BUTTER(柚木麻子)

「あなたと同じ理由よ。ある日突然、彼らが無性にわずらわしくなったの。求めれば与えられることを、なんにも疑問に思ってないあの人達の顔つきが、何も差し出さないで食卓について、ただぼうっと料理を待っているだけの彼らが、なんの緊張感もなく大切にされて当たり前だって顔をしている彼らが、突然、嫌になったの。そんな相手のために、旬の食材を買って、下ごしらえをして、料理をして、お皿を選んで、盛り付けて、そして後片付けして水仕事するのが面倒になったの。連絡をしなかったり、家事や料理をしなくなったら、彼らは慌てた。疑心暗鬼になってストーカーみたいなことをする人もいたし、元の一人暮らしに戻ったせいで暮らしが投げやりになって体調を崩す人もいた。なんだかみんな母親に世話されなくなった赤ん坊みたいだった。変よね。なんにもできないで私に甘えきっている彼らが、可愛いと思ってたのに・・・・・・」(P387)

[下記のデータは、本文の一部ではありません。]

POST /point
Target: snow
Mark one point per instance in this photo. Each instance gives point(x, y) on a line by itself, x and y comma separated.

本当に面白くて、数日で一気読みしてしまった・・・。久しぶりに小説にハマった!
実際の事件を題材にしているからか、情景描写がバツグンだからか、本当にその世界に入り込んだように感じて夢中で読みました。

そして、もちろんバター料理を食べたくなった・・・。
あとはチキンの丸焼きも作りたくなった・・・。

百田尚樹のモンスターでも思ったけど、実写化を観てみたいなと思う作品でした。